The home is dubbed Hamsterville by family because of its circuitous layout and disorientating shifts of level. There’s a run of bedrooms off a long corridor, while on the other side of the house there’s a studio created from what had been a cake-slice of courtyard. Eating goes on in the adjoining room marked EAT, beneath a super-scaled pair of Sarah Stockbridge lips, and the downstairs bathroom is a dark affair, finished in black leather and verdigris-pitted brass.
The worktops and door front are made from old cherry wood chemistry lab worktops, complete with Bunsen burner holes. A skinny pantry room next to the kitchen means surfaces stay uncluttered.
A vintage cabinet just outside the kitchen and pantry works for family storage. The Rory Doner alphabet tiles include F for Fish on a Fag Break and S for Skeleton With Stole and Super Shiny Shoes.
This home is full of booty that’s been salvaged, customised or bartered. The sofa and chairs are vintage Liberty, recovered in satin. A ‘cabinet of curiosities’ in the corner is home to random objects of beauty or intrigue.
The sofa was originally spotted at an exhibition. It’s got a great curved back – perfect for watching films together. The faux pug has become part of the family.

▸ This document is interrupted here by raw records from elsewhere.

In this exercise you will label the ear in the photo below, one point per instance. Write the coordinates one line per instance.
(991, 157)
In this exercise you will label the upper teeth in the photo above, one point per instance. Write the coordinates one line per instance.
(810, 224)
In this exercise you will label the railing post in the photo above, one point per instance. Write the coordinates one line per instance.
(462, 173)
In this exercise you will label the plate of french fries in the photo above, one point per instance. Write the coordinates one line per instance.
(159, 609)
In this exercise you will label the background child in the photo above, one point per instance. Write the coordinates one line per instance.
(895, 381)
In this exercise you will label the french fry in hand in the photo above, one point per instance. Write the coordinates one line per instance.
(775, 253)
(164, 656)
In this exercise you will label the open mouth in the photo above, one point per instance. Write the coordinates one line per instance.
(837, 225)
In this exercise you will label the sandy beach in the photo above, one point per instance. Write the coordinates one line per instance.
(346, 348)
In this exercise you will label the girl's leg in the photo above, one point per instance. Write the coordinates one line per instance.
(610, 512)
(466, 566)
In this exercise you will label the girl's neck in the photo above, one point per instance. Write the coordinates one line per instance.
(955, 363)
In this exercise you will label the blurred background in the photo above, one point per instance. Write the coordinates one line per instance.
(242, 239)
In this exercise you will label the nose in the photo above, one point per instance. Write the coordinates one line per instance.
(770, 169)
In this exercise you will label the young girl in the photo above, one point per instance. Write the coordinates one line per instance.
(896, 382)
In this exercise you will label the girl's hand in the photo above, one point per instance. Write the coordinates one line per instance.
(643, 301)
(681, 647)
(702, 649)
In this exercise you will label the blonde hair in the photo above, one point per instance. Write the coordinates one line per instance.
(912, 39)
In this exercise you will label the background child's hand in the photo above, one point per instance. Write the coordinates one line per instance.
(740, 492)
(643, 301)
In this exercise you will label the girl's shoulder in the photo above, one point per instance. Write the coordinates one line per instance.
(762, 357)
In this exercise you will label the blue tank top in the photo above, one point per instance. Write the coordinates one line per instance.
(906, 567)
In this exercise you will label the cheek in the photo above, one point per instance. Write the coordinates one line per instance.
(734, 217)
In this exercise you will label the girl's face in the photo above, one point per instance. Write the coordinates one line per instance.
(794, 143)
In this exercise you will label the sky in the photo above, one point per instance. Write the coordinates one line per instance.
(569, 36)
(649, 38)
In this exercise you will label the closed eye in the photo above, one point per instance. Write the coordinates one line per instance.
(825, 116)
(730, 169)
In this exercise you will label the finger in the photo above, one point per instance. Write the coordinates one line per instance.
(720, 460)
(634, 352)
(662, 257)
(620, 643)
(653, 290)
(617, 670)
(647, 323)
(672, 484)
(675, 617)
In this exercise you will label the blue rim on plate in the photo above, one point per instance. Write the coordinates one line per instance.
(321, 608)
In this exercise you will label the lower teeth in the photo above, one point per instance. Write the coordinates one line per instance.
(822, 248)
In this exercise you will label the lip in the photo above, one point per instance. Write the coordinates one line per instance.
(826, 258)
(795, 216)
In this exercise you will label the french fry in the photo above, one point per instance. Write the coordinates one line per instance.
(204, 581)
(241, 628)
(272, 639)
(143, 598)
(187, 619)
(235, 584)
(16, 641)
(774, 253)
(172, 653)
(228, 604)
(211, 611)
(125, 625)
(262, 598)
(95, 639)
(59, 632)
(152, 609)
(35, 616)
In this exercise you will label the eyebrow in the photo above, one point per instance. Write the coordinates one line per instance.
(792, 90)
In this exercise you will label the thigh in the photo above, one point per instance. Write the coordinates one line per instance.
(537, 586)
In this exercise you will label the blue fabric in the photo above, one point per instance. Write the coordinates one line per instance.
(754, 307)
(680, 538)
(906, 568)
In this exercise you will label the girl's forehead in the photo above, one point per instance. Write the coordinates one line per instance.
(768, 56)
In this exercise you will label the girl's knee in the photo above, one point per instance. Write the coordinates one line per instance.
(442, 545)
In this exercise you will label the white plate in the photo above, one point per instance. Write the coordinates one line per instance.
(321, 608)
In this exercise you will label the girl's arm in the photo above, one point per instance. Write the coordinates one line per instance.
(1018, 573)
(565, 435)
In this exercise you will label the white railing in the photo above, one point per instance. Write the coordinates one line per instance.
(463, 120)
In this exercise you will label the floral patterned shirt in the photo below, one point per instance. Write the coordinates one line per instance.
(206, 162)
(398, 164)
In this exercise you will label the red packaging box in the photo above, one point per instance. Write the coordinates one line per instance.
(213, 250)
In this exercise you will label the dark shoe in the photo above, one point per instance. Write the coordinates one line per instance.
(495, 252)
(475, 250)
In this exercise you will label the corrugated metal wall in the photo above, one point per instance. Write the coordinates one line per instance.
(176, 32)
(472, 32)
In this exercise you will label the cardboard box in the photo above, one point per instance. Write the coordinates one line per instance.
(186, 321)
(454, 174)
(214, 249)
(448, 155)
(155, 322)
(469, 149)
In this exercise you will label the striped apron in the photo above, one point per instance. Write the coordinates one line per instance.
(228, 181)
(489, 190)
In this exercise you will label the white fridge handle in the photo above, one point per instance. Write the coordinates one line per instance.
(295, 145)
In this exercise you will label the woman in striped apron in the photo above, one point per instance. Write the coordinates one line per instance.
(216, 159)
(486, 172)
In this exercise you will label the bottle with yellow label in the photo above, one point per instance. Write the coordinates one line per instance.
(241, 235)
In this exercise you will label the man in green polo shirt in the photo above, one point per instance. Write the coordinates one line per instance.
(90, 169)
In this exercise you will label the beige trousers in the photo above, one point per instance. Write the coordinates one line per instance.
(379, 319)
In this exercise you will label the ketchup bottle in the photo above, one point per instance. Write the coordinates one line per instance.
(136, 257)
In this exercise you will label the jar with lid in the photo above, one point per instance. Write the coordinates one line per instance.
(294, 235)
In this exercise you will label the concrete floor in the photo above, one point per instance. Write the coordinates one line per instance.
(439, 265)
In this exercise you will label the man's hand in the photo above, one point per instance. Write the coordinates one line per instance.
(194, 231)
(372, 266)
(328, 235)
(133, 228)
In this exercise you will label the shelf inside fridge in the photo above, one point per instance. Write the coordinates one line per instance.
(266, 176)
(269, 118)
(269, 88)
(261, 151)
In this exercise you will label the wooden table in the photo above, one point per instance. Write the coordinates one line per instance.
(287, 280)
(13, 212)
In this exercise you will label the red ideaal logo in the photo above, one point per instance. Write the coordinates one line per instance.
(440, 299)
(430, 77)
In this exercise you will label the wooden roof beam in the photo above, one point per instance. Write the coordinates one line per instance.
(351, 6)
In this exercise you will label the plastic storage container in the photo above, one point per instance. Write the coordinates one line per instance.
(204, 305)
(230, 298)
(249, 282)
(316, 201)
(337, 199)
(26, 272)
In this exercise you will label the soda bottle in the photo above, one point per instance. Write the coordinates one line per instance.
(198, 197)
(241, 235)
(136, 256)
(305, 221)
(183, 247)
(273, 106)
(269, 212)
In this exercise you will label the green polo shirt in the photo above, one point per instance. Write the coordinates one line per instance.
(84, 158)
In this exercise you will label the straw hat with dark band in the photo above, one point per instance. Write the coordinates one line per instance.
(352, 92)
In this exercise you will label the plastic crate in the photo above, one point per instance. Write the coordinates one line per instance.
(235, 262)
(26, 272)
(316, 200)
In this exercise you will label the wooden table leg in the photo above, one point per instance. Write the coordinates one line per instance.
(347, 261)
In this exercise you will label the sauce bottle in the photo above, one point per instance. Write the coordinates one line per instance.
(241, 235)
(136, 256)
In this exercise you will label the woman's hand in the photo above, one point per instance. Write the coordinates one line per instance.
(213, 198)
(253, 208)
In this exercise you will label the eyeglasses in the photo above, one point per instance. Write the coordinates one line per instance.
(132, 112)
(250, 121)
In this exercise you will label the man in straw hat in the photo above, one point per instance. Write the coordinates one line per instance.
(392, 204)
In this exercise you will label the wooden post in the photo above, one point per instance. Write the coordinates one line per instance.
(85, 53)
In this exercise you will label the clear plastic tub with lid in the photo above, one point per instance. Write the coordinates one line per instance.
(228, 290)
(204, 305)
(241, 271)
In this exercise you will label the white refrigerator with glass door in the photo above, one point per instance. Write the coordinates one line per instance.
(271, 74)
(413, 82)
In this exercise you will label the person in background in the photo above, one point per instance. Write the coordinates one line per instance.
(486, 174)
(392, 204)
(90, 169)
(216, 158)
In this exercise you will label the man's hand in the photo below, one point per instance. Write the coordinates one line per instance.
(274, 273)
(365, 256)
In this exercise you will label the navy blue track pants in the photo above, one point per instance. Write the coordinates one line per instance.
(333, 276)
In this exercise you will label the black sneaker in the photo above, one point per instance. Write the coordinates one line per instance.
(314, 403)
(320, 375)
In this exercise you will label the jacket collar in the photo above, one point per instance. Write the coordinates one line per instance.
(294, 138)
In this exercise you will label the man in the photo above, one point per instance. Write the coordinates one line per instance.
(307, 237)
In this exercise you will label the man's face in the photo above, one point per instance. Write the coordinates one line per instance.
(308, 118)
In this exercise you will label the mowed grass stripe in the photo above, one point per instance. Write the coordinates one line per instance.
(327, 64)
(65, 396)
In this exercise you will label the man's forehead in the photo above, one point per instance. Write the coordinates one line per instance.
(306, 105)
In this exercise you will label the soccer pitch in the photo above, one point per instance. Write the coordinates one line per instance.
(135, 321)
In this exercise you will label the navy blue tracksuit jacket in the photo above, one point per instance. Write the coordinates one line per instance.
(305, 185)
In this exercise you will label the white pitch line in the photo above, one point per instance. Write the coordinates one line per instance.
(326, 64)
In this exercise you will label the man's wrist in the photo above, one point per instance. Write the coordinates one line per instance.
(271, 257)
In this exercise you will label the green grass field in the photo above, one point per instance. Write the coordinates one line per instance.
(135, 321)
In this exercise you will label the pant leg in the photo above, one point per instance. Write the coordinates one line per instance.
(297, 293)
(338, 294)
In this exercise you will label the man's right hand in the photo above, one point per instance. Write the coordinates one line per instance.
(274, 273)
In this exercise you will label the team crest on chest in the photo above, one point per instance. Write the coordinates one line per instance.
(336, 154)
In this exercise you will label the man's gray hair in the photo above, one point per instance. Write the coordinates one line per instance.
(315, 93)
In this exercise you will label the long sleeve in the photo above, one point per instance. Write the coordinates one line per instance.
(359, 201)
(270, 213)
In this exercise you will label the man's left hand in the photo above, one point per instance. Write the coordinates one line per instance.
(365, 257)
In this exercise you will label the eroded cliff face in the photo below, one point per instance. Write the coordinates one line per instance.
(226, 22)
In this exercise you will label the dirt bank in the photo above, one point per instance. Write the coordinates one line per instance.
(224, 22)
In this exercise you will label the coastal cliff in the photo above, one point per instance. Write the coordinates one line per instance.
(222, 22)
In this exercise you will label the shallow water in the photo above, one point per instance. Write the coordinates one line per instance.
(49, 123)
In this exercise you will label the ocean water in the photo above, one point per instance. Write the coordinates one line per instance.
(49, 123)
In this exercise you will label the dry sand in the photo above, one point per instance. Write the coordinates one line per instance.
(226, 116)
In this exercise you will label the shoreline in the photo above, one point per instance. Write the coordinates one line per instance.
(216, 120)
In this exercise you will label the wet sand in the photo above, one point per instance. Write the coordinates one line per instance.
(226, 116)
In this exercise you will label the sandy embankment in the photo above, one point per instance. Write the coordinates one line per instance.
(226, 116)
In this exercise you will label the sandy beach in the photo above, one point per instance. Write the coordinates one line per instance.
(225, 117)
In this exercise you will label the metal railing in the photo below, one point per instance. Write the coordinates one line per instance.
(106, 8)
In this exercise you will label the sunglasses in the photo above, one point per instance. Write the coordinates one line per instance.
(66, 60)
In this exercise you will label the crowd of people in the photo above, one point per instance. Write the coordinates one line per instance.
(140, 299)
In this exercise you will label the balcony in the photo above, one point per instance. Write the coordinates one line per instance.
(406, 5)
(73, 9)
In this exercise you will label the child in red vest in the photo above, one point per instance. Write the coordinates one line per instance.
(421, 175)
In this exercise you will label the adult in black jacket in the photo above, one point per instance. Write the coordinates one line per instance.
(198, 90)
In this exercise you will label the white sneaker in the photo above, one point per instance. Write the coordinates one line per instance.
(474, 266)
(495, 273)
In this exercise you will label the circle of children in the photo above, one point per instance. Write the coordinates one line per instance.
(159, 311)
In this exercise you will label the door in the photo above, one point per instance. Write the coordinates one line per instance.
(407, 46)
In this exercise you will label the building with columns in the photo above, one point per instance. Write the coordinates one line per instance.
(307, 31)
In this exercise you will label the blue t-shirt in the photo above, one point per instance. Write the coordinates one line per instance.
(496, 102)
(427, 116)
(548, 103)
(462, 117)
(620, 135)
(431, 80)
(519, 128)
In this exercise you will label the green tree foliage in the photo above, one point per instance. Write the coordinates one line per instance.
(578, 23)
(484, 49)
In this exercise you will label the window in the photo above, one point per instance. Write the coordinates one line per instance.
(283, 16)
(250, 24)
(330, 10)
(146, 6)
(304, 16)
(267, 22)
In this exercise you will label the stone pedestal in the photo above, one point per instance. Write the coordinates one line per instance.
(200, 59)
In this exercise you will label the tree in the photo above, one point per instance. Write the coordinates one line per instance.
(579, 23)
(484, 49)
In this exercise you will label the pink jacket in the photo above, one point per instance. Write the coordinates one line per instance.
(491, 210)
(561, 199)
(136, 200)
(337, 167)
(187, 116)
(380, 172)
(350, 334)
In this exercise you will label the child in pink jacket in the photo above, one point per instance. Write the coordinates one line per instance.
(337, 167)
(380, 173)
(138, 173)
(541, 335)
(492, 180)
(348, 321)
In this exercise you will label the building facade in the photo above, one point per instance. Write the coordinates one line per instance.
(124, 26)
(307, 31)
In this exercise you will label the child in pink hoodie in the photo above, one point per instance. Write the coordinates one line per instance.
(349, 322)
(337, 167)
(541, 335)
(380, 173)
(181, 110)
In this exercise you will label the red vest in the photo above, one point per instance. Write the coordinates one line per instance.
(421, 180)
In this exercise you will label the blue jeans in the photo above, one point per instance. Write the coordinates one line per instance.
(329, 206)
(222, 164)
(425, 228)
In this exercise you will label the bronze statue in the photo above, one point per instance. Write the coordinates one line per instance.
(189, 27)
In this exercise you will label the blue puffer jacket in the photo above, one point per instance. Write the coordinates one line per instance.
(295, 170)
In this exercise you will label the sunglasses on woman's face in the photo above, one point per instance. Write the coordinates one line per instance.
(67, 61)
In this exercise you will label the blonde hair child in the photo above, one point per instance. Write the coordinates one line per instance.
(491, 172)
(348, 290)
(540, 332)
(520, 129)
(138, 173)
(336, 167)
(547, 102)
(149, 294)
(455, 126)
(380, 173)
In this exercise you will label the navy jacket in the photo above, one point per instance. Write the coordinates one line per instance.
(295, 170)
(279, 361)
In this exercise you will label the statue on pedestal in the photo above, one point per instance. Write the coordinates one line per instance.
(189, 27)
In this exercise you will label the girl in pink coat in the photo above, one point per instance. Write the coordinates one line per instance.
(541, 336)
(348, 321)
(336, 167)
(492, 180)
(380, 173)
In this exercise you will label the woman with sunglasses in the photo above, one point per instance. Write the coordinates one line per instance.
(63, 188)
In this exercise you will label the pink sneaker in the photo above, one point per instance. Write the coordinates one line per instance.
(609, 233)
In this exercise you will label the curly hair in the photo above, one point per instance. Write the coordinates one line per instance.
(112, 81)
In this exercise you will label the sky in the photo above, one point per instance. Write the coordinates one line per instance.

The glass-roofed studio occupies the old courtyard. In the Seventies the building was squatted by anarchists, so this was where a young John Lydon would step out for a smoke.
The owner stockpiles vintage frames, waiting for just the right drawing or object to suggest itself.
This study is a real artist’s retreat and it’s where the artist’s earliest designs still hang, along with family mementoes. Lots of the drawings started as little joke doodles: an ant with a hammer, who is trying to break his way out of a tiny frame, or a frog eyeing up the fly trapped in the next frame along.
There’s a whole library of vintage frames in every shape and size; tall ones, long ones, gold ones, thin ones…
A hallway runs the length of the ‘sleepy side’ of the house, adorned with hibernating woodland creatures made from fabric.
Bedrooms peel off a long corridor, once a separate flat and now ‘the sleepy side’ of the house.
Enter the dark side, where black gloss and leather are set against verdigris brassware.
The basin set in a stone slab cut by a local grave stone maker.
The hallway and stairs is the point where the two flats join, with flooring clad in York stone and a wrought iron bannister added in.
This bed is genius – it looks like leather straps, but is made from iron. The chandelier was bought in Amsterdam.
The bathroom overlooks a walled garden and the sounds of local primary school children come floating over at play times.